A year ago, it was easy to accuse Martha Stewart of insider trading through anonymous press leaks. It would be much more difficult to prove such charges to a jury. Regardless of continued press rumblings about this indictment being part of some “insider trading scandal,” it is not. Martha Stewart is simply charged with not telling the truth about the reason why she conducted a perfectly legal sale of ImClone stock.
The bulk of the indictment rests on the deal Mr. Faneuil made to get off the hook by changing his testimony. He now says his boss Peter Bacanovic instructed him to tell Martha Stewart that the Waksal family tried to sell nearly 120,000 shares at the market’s opening on December 27. If so, that was a violation of Merrill Lynch policy about the privacy of client information. The “crime” here is that because Martha Stewart was a stock broker 30 years ago she should have known that the sales of Waksal shares had been” communicated to her in violation of the duties of trust and confidence owed to Merrill Lynch and its clients.” Bacanovic and Faneuil are accused of doing something unethical. But what is merely unethical for them can scarcely be illegal for Stewart.
Bacanovic had testified that Stewart told him in a phone call on December 20 to sell if ImClone dropped to $60 (the low between the 20th and 27th was $61.20 on the 20th). The indictment asserts, “this statement is false,” apparently because Faneuil says it is false. Other supposedly misleading statements have to do with Stewart and Bacanovic suggesting they had talked on December 27 when the conversation was actually with Faneuil. So what? Failure to disclose the motives for a perfectly legal transaction does not automatically convert legal into illegal.
Obstruction of justice surely suggests obstructing the SEC from charging someone (other than Waksal) with insider trading. But neither Bacanovic nor Stewart are charged with insider trading, so for whom was justice obstructed?
The charge of misleading information just repackages the same story. The idea of abusing this particular statute first appeared in a September 22, 2002 letter to Attorney General Ashcroft from Rep. Tauzin and three ranking committee members. The four congressmen felt misled by the fact that “Ms. Stewart repeatedly has refused to be interviewed by committee staff and her attorneys have stated that would invoke her Fifth Amendment right not to testify.” Perhaps the indictment will now make them feel better about such uppity constitutional defiance.

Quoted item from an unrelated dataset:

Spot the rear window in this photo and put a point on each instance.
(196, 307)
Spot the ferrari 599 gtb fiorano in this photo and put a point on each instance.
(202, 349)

Martha Stewart says she sold ImClone because the stock had dropped from $72 to $58 in a couple of weeks rather than because of Faneuil’s misdemeanor tip. The indictment says she did get a lukewarm tip, but there was not insider trading involved. On this and this alone the government has managed to accuse Martha Stewart of three victimless “crimes,” not one of which has anything to do with the original, fraudulent accusation that she traded on inside information from Sam Waksal. This looks more like a desperate way for her original accusers to save face than a serious effort to protect any real people from any real crimes.
— Alan Reynolds is a senior fellow at the Cato Institute.